Norman Birnbaum is quite right. I do indeed endorse Timothy Garton Ash’s view that the problems of the opposition in East Germany were a low priority for most West German Social Democrats. I do not need to read Garton Ash’s book, however, in order to form this opinion, nor do I think we need depend upon East German archives (though these are probably not as suspect as Birnbaum suggests—at least not on this topic, as I argued in my review). In many encounters during the course of the Seventies and Eighties with SPD professors, students, activists, and journalists I recall scarcely one instance of direct, unambiguous criticism of the GDR and its policies. Such negative remarks as were made were almost invariably accompanied by a saving clause; either there was some residual Marxist virtue to be found lurking, however inconspicuously, in the economic, social, or cultural policies of the GDR, which entitled the regime to a suspension of critical judgment; or else things “over there” were indeed as gloomy as everyone said but “we” (the Federal Republic, the Americans, the West) were as bad or worse in our own way and thus in no position to judge. This moral ambivalence actually became more marked with the Euro-Missiles crisis, as Professor Birnbaum well knows.
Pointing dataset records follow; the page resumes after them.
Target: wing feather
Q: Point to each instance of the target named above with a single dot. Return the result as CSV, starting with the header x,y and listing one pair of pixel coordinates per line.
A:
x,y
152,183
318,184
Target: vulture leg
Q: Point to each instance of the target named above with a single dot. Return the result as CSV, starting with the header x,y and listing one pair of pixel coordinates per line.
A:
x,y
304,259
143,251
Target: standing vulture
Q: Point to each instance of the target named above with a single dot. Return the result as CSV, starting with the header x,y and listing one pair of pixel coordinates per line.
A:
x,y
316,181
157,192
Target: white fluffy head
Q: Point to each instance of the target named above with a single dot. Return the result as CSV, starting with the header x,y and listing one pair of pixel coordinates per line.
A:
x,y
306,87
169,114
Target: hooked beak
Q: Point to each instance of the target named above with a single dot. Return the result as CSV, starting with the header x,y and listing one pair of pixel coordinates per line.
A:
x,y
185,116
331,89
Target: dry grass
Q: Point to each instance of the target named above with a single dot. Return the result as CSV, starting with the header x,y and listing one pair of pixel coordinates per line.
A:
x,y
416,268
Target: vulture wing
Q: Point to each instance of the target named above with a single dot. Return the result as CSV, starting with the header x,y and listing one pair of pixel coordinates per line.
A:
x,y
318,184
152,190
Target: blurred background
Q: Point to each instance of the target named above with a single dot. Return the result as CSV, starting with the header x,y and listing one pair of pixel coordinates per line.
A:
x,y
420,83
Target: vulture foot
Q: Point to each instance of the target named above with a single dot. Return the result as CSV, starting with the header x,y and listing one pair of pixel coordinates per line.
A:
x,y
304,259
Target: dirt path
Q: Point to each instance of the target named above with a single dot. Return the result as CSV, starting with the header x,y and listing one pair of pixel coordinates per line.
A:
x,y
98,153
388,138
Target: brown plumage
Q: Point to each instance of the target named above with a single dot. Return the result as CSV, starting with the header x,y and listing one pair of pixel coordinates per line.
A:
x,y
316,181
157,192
To single out the West German Social Democrats for criticism is not to imply that other West Germans did so much better on this score; nor is it to suggest that the collapse of the USSR and its satellites bespeaks rationality, moral clarity, or even simple foresight on the part of the Reagan administration or any other critics of communism. Few people can take credit for a clearsighted view of the GDR before the fall—it was the CIA, after all, who put out a report in 1986 which suggested that the East Germans were on their way to outproducing their Western brethren. But the left in Germany was egregious in its willful myopia about the Communist states to its east. Today it is reluctant to recognize that mistake—and the speed of developments and the traumas of unification have helped facilitate a degree of easy forgetting. It is not hindsight to record the uncomfortable inanities of the recent past, merely history. Professor Birnbaum may remember and sympathize with the unease of many Germans at finding themselves on the front line of a prospective nuclear war (but how many people by the mid to late-Eighties actually thought that such a prospect was imminent?), but that is no reason to lay a veil over the “pacifist realism” which disfigured much Social Democratic political calculation during the years in question.